Like other microplastics, experts warn glitter may be harmful to marine life, which prompted the vice president of the Richmond Artist Guild to voice her concerns.

"It isn’t just a vacuuming nuisance. It is also a danger, so why not get rid of it?" Loraine Wellman told CTV News.

Wellman said she was inspired when she saw the United Kingdom’s campaign to get rid of glitter and shared her concerns at a recent guild meeting.

She said she was pleasantly surprised to learn that shortly after, the instructors at the Richmond Arts Centre began to phase it out.

"I’m pleased that it is happening so quickly," she said. "I think we should all be doing what we can for the environment."

The move has compelled the City of Richmond to take a hard look at boycotting it for its other city programs.

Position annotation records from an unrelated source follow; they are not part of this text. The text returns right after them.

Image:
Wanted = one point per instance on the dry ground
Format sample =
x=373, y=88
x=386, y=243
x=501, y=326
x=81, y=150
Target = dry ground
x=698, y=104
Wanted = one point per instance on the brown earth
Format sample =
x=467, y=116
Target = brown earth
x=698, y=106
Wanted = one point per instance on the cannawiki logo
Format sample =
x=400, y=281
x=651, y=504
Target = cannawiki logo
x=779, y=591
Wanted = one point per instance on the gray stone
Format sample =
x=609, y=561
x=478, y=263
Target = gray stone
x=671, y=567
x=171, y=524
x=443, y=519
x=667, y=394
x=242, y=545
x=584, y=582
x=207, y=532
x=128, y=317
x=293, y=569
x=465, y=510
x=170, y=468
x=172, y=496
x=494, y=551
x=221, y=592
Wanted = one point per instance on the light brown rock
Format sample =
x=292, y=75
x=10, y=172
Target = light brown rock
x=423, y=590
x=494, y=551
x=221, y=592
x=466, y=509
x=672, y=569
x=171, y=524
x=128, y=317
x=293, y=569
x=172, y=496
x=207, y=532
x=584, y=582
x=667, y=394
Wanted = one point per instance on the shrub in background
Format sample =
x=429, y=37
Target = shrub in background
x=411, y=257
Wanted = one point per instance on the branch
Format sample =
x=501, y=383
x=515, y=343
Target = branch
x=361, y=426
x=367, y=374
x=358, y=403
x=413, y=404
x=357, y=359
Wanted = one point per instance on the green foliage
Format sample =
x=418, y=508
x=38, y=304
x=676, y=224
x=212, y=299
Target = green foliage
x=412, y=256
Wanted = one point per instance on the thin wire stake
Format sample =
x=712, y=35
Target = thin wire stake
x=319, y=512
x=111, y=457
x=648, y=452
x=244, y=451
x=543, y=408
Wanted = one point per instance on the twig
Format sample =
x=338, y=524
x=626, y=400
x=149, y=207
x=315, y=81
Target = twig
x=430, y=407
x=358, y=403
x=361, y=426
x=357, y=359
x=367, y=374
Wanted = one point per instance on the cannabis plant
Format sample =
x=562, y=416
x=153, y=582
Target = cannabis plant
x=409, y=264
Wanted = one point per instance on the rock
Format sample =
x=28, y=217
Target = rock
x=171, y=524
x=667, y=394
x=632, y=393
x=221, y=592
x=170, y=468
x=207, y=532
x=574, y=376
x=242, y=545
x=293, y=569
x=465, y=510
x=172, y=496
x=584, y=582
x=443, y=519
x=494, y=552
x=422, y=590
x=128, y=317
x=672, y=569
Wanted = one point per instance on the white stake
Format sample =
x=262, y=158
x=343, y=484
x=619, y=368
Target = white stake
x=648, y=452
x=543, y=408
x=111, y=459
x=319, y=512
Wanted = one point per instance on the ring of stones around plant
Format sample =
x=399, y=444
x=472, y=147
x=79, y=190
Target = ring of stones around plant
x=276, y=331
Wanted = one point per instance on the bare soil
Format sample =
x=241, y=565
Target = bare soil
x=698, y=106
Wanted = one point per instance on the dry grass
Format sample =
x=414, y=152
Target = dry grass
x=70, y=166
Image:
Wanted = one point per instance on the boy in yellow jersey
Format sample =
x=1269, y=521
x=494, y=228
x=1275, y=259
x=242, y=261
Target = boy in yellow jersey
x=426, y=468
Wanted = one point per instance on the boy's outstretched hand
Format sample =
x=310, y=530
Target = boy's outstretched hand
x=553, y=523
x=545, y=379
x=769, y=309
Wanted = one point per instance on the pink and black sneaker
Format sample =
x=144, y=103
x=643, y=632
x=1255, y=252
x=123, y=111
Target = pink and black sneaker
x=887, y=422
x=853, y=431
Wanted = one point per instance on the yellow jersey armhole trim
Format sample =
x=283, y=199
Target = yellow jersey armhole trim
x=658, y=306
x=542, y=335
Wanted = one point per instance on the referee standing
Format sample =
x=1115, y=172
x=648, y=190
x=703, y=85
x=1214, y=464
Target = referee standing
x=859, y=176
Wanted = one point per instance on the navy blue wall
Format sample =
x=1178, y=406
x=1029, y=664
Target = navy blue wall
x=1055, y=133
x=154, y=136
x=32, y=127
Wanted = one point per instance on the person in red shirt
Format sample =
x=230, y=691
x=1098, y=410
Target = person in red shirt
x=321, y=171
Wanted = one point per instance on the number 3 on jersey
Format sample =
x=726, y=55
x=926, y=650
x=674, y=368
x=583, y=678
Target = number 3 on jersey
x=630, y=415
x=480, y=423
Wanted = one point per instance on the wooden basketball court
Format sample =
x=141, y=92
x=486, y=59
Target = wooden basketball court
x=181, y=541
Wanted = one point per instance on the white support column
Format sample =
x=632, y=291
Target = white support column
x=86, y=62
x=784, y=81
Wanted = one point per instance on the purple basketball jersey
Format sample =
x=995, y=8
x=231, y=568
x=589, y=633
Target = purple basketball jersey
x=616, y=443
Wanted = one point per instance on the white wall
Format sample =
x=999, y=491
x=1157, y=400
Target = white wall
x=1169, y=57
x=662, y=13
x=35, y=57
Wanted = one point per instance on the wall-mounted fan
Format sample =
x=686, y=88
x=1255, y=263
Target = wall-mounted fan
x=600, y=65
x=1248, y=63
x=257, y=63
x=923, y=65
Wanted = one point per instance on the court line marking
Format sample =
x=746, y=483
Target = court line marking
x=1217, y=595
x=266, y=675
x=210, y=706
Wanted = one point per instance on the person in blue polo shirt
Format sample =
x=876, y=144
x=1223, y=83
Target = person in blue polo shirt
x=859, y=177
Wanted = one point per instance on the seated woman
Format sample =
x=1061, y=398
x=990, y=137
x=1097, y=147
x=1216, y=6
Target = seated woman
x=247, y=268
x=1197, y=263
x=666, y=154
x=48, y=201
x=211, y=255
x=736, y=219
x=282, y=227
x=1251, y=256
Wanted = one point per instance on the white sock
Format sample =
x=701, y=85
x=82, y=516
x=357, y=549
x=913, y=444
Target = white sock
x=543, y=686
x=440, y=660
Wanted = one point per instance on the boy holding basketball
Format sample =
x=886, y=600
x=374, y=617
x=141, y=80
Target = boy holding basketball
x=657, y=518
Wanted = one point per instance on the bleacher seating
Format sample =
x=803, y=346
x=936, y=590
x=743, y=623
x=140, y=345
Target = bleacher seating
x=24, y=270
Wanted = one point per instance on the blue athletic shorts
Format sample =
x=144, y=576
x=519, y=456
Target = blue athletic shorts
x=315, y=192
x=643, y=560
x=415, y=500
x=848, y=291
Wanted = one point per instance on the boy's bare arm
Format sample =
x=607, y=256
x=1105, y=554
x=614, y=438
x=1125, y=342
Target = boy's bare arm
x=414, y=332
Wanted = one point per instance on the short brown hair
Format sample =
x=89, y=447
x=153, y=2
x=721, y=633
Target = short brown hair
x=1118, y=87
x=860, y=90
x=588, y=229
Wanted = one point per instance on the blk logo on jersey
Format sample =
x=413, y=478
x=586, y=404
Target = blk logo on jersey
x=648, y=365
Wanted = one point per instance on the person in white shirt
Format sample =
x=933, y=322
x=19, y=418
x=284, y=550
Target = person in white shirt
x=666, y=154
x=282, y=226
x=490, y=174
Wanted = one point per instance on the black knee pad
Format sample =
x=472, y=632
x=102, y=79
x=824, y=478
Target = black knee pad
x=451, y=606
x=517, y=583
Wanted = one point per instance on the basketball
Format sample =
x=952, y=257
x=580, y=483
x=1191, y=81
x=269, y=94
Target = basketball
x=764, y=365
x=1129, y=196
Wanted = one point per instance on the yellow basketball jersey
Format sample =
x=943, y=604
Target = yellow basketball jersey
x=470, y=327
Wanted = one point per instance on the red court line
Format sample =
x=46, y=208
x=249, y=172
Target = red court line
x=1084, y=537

"There’s been a growing concern of the environmental and health impacts of glitter, like we are seeing with many plastic products," said Ted Townsend, a spokesperson for the city.

Staff has been directed to examine safe, affordable alternatives to glitter.

"We’ll have to take some time to identify what the options are and then we will determine what the next steps are," he said.

Natalie Mahara, a UBC lab technician studying microplastics, said any initiative to get rid of plastics is a positive step.

"I think glitter is a really good starting point, it may not be the main contributor to plastic or microplastic pollution, but it’s certainly one of them," she explained.

She said microplastics are harmful to marine life because they're often coated with a chemical or toxin.

"When they get into the environment, organisms are exposed to that plastic. They can consume that plastic with the BPA," Mahara said.

Glitter will officially be eliminated at the Richmond Arts Centre on June 24.